Senator F. Baxter from Cavan wondered how anyone could ‘develop a cultural life, unless the economic and social structure was sound underneath'. Speaking up, Mr Doyle of Limerick, emphasised the need to work with progressive movements in Ireland.

What surprised me most was Professor Hackett’s paper on Oral Tradition and the County Library. Hackett was not impressed by ‘modern culture’ and the technical advances that threatened native cultures. Bearing in mind this was 1940, I wonder what he might have made of our present century. He also encouraged the librarians to embrace and promote books in Irish. Eighty years later, Irish libraries still play an important part as influencers of culture in communities across Ireland.
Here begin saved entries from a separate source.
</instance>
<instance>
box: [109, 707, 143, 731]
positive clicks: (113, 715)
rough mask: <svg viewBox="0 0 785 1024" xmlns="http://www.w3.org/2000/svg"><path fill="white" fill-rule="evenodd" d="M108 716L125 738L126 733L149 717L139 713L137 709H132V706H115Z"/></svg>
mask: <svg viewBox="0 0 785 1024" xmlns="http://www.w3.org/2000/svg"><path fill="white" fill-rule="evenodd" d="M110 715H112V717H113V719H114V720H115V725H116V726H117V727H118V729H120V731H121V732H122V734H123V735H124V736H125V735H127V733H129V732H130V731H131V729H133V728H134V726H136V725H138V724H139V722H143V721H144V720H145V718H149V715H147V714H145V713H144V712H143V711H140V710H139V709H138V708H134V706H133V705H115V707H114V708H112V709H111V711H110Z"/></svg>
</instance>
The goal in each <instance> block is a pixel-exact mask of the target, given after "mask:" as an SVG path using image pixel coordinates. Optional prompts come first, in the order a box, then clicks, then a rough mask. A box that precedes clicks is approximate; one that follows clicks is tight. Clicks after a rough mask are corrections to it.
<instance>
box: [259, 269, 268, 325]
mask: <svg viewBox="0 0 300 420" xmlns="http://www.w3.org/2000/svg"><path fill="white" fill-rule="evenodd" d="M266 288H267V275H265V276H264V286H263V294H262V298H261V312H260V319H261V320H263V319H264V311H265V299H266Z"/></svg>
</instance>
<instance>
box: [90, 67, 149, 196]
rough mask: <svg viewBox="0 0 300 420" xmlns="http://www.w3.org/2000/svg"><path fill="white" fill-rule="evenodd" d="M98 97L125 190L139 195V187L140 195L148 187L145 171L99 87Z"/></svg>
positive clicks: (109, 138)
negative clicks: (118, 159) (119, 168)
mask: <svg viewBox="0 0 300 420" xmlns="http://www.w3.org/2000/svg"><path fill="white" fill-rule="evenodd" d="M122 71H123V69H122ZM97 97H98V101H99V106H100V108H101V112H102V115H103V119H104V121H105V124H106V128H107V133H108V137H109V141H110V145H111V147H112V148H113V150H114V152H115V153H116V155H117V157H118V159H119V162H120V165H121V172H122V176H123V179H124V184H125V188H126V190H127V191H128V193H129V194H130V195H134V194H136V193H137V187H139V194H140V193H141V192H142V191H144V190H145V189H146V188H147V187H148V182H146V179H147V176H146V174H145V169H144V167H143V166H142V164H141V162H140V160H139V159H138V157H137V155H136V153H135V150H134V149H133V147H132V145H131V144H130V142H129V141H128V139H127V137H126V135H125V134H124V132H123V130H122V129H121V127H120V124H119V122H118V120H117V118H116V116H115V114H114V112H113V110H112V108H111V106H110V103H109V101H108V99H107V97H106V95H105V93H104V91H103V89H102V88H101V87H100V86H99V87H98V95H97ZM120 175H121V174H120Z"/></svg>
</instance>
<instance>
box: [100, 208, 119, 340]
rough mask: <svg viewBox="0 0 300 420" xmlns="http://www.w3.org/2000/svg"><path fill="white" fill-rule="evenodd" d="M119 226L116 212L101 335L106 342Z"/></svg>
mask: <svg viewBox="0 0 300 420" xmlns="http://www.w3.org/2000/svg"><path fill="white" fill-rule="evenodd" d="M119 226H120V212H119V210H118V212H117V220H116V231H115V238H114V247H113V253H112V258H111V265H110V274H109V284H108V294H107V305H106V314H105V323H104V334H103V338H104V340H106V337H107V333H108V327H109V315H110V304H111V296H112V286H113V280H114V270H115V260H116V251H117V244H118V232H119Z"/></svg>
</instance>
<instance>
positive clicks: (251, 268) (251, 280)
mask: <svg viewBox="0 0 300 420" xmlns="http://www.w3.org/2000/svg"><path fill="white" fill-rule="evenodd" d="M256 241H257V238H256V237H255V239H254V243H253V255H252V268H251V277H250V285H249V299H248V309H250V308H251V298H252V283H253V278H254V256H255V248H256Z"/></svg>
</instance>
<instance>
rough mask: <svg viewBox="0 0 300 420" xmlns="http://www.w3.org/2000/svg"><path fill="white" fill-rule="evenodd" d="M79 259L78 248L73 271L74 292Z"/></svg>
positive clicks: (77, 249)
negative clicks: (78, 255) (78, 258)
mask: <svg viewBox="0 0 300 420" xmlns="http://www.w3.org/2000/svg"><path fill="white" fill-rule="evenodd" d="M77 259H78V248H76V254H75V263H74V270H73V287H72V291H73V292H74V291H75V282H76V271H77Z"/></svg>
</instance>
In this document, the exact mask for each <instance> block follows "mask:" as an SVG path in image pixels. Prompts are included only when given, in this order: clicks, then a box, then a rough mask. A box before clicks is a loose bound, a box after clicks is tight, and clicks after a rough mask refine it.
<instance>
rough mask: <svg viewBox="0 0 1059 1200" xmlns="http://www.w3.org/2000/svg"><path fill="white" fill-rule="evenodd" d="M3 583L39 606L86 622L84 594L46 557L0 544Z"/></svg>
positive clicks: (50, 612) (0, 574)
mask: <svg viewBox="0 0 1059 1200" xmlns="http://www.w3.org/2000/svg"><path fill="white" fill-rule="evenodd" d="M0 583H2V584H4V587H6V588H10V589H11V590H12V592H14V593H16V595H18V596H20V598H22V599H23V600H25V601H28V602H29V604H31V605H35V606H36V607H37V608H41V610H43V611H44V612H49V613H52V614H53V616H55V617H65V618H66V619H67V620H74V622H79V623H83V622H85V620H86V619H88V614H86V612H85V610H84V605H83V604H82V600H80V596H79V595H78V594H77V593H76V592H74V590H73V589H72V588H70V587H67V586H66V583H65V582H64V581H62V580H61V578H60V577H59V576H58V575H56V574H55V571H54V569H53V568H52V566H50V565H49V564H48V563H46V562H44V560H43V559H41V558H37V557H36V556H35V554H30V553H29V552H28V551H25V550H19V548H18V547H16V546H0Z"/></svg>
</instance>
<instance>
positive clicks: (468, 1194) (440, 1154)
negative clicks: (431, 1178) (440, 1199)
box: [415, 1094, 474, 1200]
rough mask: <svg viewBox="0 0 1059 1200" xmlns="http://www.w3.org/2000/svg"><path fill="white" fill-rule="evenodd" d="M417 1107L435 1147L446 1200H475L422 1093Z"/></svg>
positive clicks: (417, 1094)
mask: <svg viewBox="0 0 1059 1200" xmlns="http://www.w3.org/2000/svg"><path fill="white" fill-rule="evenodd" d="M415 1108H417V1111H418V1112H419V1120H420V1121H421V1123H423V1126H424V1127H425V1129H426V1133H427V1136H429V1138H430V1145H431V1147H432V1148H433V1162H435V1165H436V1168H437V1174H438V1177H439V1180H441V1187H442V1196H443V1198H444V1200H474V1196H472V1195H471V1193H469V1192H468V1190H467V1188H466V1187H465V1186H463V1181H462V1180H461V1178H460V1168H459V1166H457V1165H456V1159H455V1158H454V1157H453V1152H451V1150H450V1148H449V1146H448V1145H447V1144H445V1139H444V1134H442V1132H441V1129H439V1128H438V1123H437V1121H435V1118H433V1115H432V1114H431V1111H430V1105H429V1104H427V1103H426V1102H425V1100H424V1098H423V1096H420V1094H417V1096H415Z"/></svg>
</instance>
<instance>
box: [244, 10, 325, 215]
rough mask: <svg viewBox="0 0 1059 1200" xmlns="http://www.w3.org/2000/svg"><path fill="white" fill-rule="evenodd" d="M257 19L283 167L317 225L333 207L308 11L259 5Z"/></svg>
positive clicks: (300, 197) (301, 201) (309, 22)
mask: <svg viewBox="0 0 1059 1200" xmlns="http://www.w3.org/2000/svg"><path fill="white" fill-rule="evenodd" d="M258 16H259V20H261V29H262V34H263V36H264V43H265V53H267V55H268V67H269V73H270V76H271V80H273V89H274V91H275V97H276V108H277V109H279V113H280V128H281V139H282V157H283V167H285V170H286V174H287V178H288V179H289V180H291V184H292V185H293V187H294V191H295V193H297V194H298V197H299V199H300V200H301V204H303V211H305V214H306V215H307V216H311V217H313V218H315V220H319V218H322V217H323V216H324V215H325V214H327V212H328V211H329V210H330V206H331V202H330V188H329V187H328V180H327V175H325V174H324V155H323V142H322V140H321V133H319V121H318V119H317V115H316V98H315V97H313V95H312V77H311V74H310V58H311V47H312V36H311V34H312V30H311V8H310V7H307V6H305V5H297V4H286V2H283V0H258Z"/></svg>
The attendees were drawn from the four corners of Ireland and being my curious self, I wanted to see who attended. The delegates included: Rev S.J. Brown, S.J., Chairman, Catholic Library Committee, Dublin; Rev J. Murphy, C.C., Wexford; Mrs H. Butterly, Co Co, Co Louth; Mr P.J. Hartley, Commissioner for Leix, Co Westmeath; Miss N. Connolly, Library Association of Ireland; Miss V. Carey, Co Librarian, Leitrim; Mr D. Doyle, Co Librarian, Limerick; M.A. Veale, Secretary, Cavan Board of Health; Miss M.B. Clarke, Co Librarian, Louth; Mrs M. Mulvey, Dublin Co Library; Miss F. Harrison, Hospital Library Council; Mrs M. Connolly, Wexford; Miss J. M. MacLeod, Co Librarian, Carlow; Miss M. Cahill, Acting Co Librarian, Leix; D. Long, Co Librarian, Cavan; Miss E. Kehoe, Co Librarian, Wexford; Mrs J. Campion, Co Librarian, Kerry; Miss K. Ronaldson, Co Librarian, Mayo; Miss J. Ronaldson, Miss B. Gaynor, Co Library, Sligo; Mr J. Lambert, Co Librarian, Sligo; D. Foley, Co Librarian, Clare; S.J. Maguire, Co Librarian, Galway; C. Anderson, Dublin City Libraries; P.J. Stephenson, do; T. Harden, Co Co, Carlow; Sean McGurl, Co Co, Meath; Miss Roisin Walsh, Chief City Librarian, Dublin, and Senator Patrick F. Baxter, Cavan.